Eliminating Job Possibilities for Myself: Why I Could Never Be a Weather Girl
Although I would rock — and enjoy — wearing a tight and inexplicably strapless dress that looks like what hookers wear while trying to get through upscale hotel lobbies incognito to meet their Johns to work every day, I have come to realize that I cannot be a weather girl.
I could not, in good conscience, play the STORM WATCH game.
For those of you who don’t know, or who live in a place that sees more than 2 inches of rain per year, STORM WATCH is what happens whenever a meteorologist spots a single dark cloud on the horizon and panic ensues as the citizens of Los Angeles lose. their. shit.
I just could not get on TV and say with a straight face, “There’s some precipitation on the horizon, so we’re on STORM WATCH everybody. Please, please be careful out there, the roads are extremely dangerous in these conditions”.
Bitch, there’s barely enough drizzle out here to water my basil plant — what the hell are you talking about?
And yet, everyone immediately goes into apocalypse mode and traffic is even more horrendous than usual as people start operating their vehicles as if they were driving down an icy mountain in a blizzard and they forgot their snow chains.
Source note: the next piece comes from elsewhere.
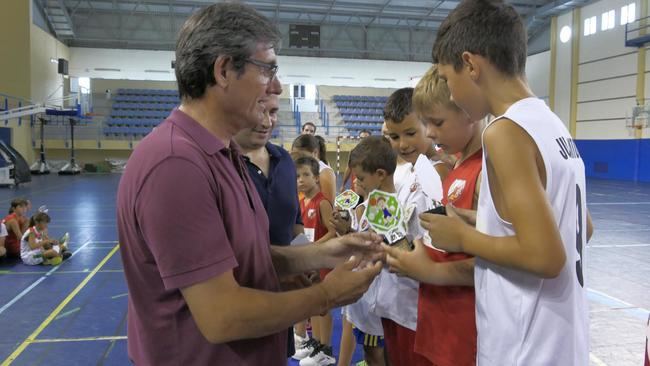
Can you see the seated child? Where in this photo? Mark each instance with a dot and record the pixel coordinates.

I can’t even . . . how do I explain.
I left my house at 7:40 this morning.
I walked into work at 9:20.
My office is 18 miles from my home, and pretty much a straight shot on the freeway.
I could — and have — literally gotten to Santa Barbara, which is nearly 100 miles from my home in the other direction, in less time than it took me to get 18 miles. I kid you not.
An hour and 40 minutes to go 18 miles, because Weather Girl Barbie, who probably didn’t even go to weather girl school, whatever that entails, said we’re on STORM WATCH. Because it is overcast and there is a moderate amount of drizzle.
My basil plant better be well-hydrated when I get home, that’s all I have to say.